My Lords, I am grateful to the Minister. With regard to Amendment 75, I think he said that I was seeking information about the number of licences. In my mind, I was going rather wider than that. I do not think that this is just a matter of number, but I am not sure whether I heard him correctly. He might want to come back on the content of licences as well as the number. That is what I was looking for.
The second amendment was consequential. I am not sure that it quite falls away given that we have progressed with regard to the court’s role by including appeals as well as judicial review. It would be quite perverse if the reviewer did not cover appeals and judicial reviews, so I do not think that I need to press that further.
The Minister asked whether I had in mind the appointment of the same person by the two departments for the different types of review. That was not what I was thinking of; rather it was the crossover of responsibilities between the Treasury and the Home Office as they are both involved in the same subject matter. However, he has given me the assurances I sought. I beg leave to withdraw the amendment.
I will be quick.

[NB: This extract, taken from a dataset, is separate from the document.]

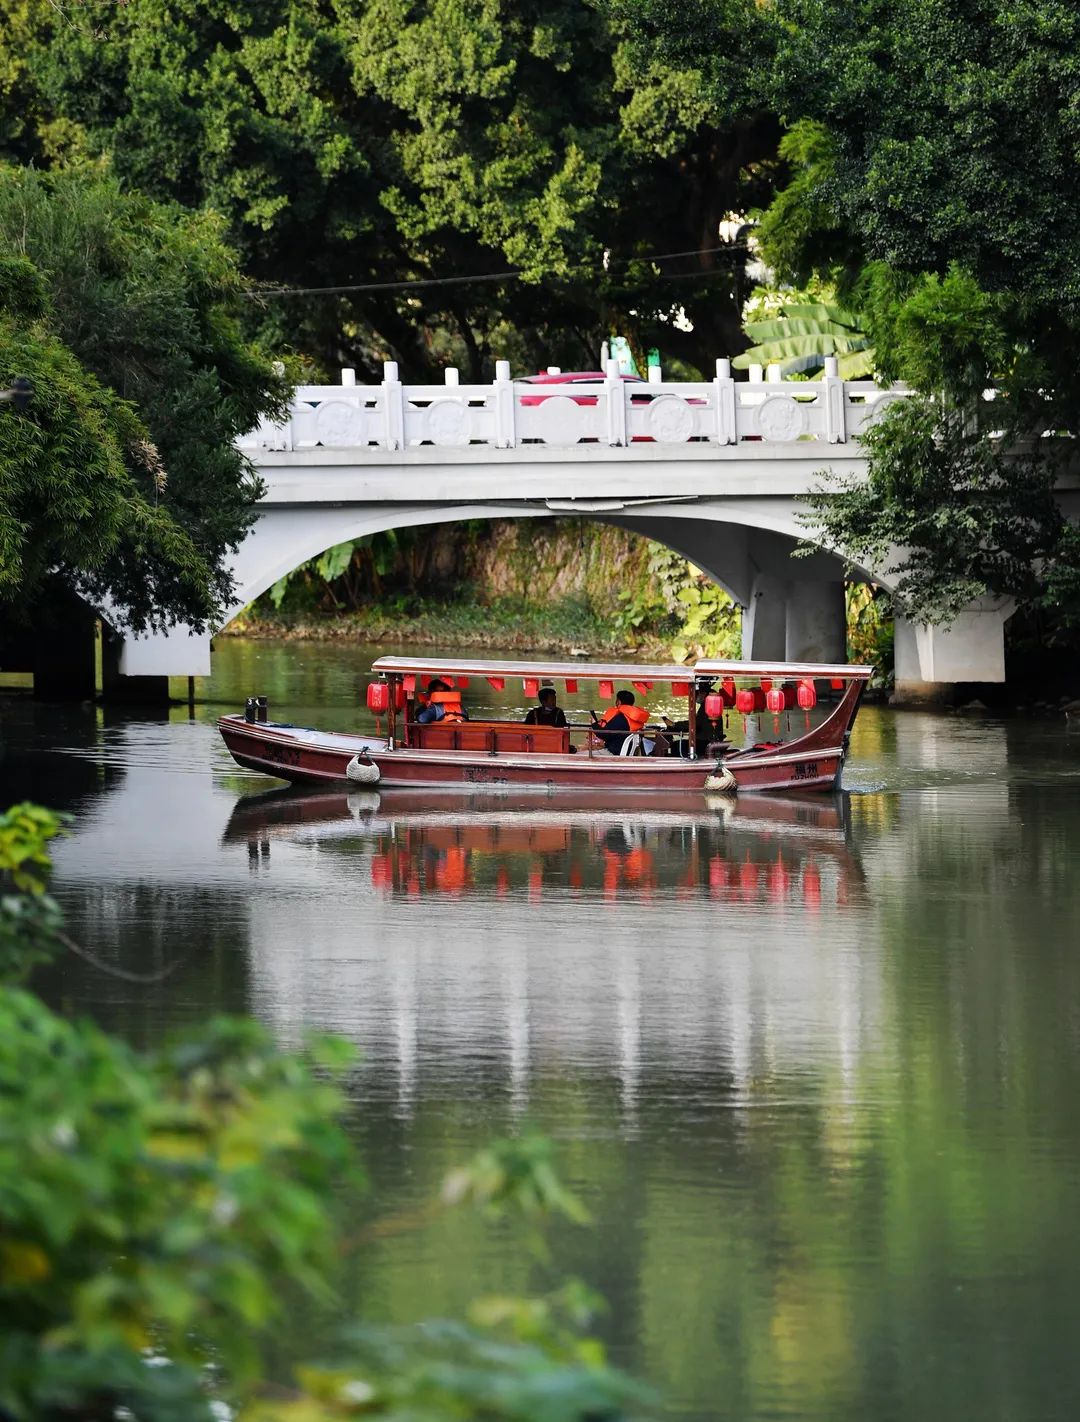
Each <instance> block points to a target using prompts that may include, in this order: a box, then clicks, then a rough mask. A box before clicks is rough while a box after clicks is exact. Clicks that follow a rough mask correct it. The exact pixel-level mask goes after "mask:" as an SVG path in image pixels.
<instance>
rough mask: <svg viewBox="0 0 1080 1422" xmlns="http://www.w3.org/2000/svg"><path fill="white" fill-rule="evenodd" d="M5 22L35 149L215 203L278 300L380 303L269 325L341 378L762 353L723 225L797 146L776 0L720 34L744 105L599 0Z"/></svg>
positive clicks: (285, 300) (121, 6)
mask: <svg viewBox="0 0 1080 1422" xmlns="http://www.w3.org/2000/svg"><path fill="white" fill-rule="evenodd" d="M0 23H3V21H0ZM7 24H9V31H10V37H9V41H7V47H9V48H10V51H11V58H9V71H7V73H9V78H7V84H9V87H10V91H11V92H13V94H16V92H17V94H18V97H20V100H21V104H20V108H18V112H16V111H14V105H13V114H11V117H10V119H9V124H7V146H9V151H10V152H11V154H13V155H16V156H17V158H20V159H23V161H27V159H33V161H34V162H43V161H46V162H57V161H61V159H64V158H71V156H73V155H78V154H92V155H108V158H110V161H111V164H112V166H114V169H115V172H117V173H118V175H121V176H122V178H124V179H125V181H127V182H129V183H131V185H134V186H137V188H139V189H142V191H144V192H147V193H151V195H154V196H158V198H171V199H176V201H181V202H184V203H185V205H188V206H192V208H202V206H211V208H213V209H215V210H216V212H221V213H222V215H223V216H225V218H226V222H228V228H229V233H231V236H232V239H233V240H235V242H236V243H238V245H239V247H240V250H242V252H243V255H245V260H246V266H248V270H249V273H250V274H252V276H255V277H256V279H258V280H260V282H265V283H272V284H275V286H283V287H289V289H295V287H327V286H332V287H337V286H357V284H360V286H366V284H376V286H378V287H380V289H378V290H361V292H349V293H340V294H323V296H305V297H289V299H273V300H268V301H266V303H265V304H263V306H262V307H259V309H258V324H259V327H260V330H262V331H263V333H265V334H268V336H272V337H273V338H275V340H276V341H277V343H283V344H286V346H292V347H293V348H297V350H299V351H300V353H302V354H305V355H306V357H309V358H312V360H314V361H316V363H317V364H320V365H322V367H324V368H330V370H333V368H336V367H337V365H339V364H347V365H354V367H357V368H359V370H361V371H364V373H366V374H371V373H374V371H376V370H377V364H378V361H380V360H381V358H384V357H387V355H390V357H394V358H397V360H400V361H403V365H404V368H406V370H407V371H408V373H411V374H414V375H415V374H421V373H423V371H424V370H425V368H427V370H430V368H431V367H433V365H438V364H443V363H445V361H447V358H452V360H454V361H457V363H458V364H461V365H462V367H464V368H465V370H468V371H470V374H472V375H480V374H481V371H482V370H485V368H487V367H489V363H491V360H492V358H494V355H495V354H498V355H508V357H511V358H515V360H518V361H521V363H528V364H532V363H539V364H541V365H542V364H546V363H548V361H551V360H559V361H561V363H562V364H563V365H568V367H573V365H582V364H585V365H586V367H589V365H592V364H593V363H595V360H596V351H598V346H599V341H600V338H602V337H603V336H606V334H608V331H609V328H610V326H612V324H615V326H616V328H620V330H625V331H628V333H629V334H632V336H635V337H636V338H637V340H640V343H642V344H660V346H662V347H663V348H665V351H666V353H667V354H669V355H676V357H679V358H683V360H689V361H690V363H693V364H696V365H699V367H702V368H704V367H707V365H710V364H711V361H713V358H714V357H716V355H717V354H724V353H729V351H731V350H733V348H734V347H736V344H737V338H738V337H737V333H738V297H740V294H741V293H743V292H744V287H743V284H741V270H743V266H744V260H746V252H744V250H743V249H741V247H740V246H738V245H733V246H731V245H729V246H727V247H726V245H724V243H723V240H721V239H720V237H719V235H717V228H719V223H720V222H721V219H724V218H726V216H727V215H729V213H730V212H733V210H736V212H740V210H744V209H746V208H747V206H748V205H753V203H756V202H760V201H763V199H764V196H766V195H767V191H768V189H767V176H768V168H767V164H768V159H770V156H771V155H773V151H774V146H775V132H777V125H775V119H774V118H771V117H770V115H768V112H767V111H766V109H764V108H763V107H761V104H760V102H758V70H757V68H756V65H754V61H756V60H757V58H760V54H761V37H763V34H764V26H763V21H761V18H760V13H758V10H757V7H756V6H754V4H753V3H751V0H729V4H727V9H726V17H724V23H723V26H719V27H717V26H714V27H713V31H711V34H713V38H714V41H716V46H717V48H716V54H717V55H720V54H723V55H724V61H723V65H720V61H719V60H714V61H710V63H711V68H710V70H709V74H710V75H711V77H713V78H716V77H717V74H719V73H720V71H721V73H723V77H724V88H723V92H720V91H719V90H717V88H716V84H713V85H711V87H710V85H709V82H707V74H706V71H704V70H700V71H697V70H696V71H693V73H684V71H676V70H672V68H670V67H669V65H667V64H665V61H663V58H662V57H660V55H646V57H645V58H642V57H640V55H639V54H637V51H636V50H635V48H633V47H632V46H630V43H629V41H630V38H632V36H633V33H635V28H636V27H635V24H633V23H632V21H630V20H628V21H626V23H623V21H619V20H612V18H609V17H606V16H605V14H603V13H602V11H600V10H599V9H596V7H592V6H582V4H581V3H578V0H554V3H544V4H541V3H538V0H514V3H512V4H511V3H508V0H438V3H437V4H417V3H408V0H369V3H366V4H363V6H356V4H351V3H346V0H319V3H317V4H310V3H307V0H268V3H265V4H259V6H250V4H248V3H243V0H212V3H209V4H208V3H205V0H178V3H175V4H171V6H168V7H162V6H161V4H159V3H158V0H129V3H127V4H124V6H115V4H112V3H107V0H88V3H84V4H81V6H78V7H73V6H55V4H51V3H50V0H21V4H20V6H18V7H17V11H16V14H14V16H13V17H11V18H9V21H7ZM3 48H4V43H3V31H0V51H3ZM16 55H17V57H16ZM13 71H14V73H13ZM3 78H4V70H3V68H0V84H3ZM650 253H683V255H684V256H680V257H677V259H669V260H663V262H652V260H647V259H646V255H650ZM512 272H519V273H521V277H519V279H515V277H512V276H505V273H512ZM492 273H504V276H502V277H497V279H492V277H491V274H492ZM445 277H451V279H452V283H451V284H448V286H444V284H438V283H441V280H443V279H445ZM410 282H434V283H437V284H434V286H418V287H411V289H410V290H400V289H394V286H393V283H410ZM388 284H390V286H388ZM680 309H682V310H684V311H686V317H687V319H686V320H680V321H679V324H677V326H676V324H673V321H674V317H676V316H677V313H679V311H680Z"/></svg>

Clause 28 provides for offences by company officers and uses a term that I have not seen before in legislation—that they “connive” with or in something. Connivance is a term one associates with PC Plod rather than with statute, and I wonder whether this is the first time it has been used in legislation. I understand what it means, and perhaps this is a rather frivolous amendment. If so, I apologise. However, it struck an odd note.
More seriously, Amendment 81 would change the trigger for the offence in subsection (1)(b) from “neglect” on the part of a company officer to “recklessness”, implying that the person knows the likely consequences of his action. A word or two in defence of “neglect” is what I am seeking, or, of course, agreement to the amendment. I beg to move.
I am happy to confirm for my noble friend that the language in respect of both issues is in fact standard language in other legislation. On the question of “connivance”, the term is standard—it is used in Section 14 of the Bribery Act 2010, for example—so the Government believe that the clause should remain as drafted. If the Committee would like more explanation, I am happy to give it, but I can give an assurance that it is standard language.
Similarly, on Amendment 81, I should make the important point that again the language as it stands in the Bill is standard and follows the drafting in other pieces of legislation. Noble Lords may be familiar with Section 37 of the Health and Safety at Work etc. Act 1974 and Section 186 of the Licensing Act 2003. Again, while I would be happy to go through the reasoning behind the substantive clause as it stands, I hope my noble friend will be content with the reassurance that these are standard provisions, and that she will withdraw her amendment.
My Lords, I shall be brief. We have had a good and important discussion in Committee today. One of the most important things we have done is to change the legal test in the Bill, and Amendment 94 gives effect to or reflects that change in the Title of the Bill. I hope the Committee will think that it is an appropriate and fitting summary and conclusion of the debate we have had today. I beg to move.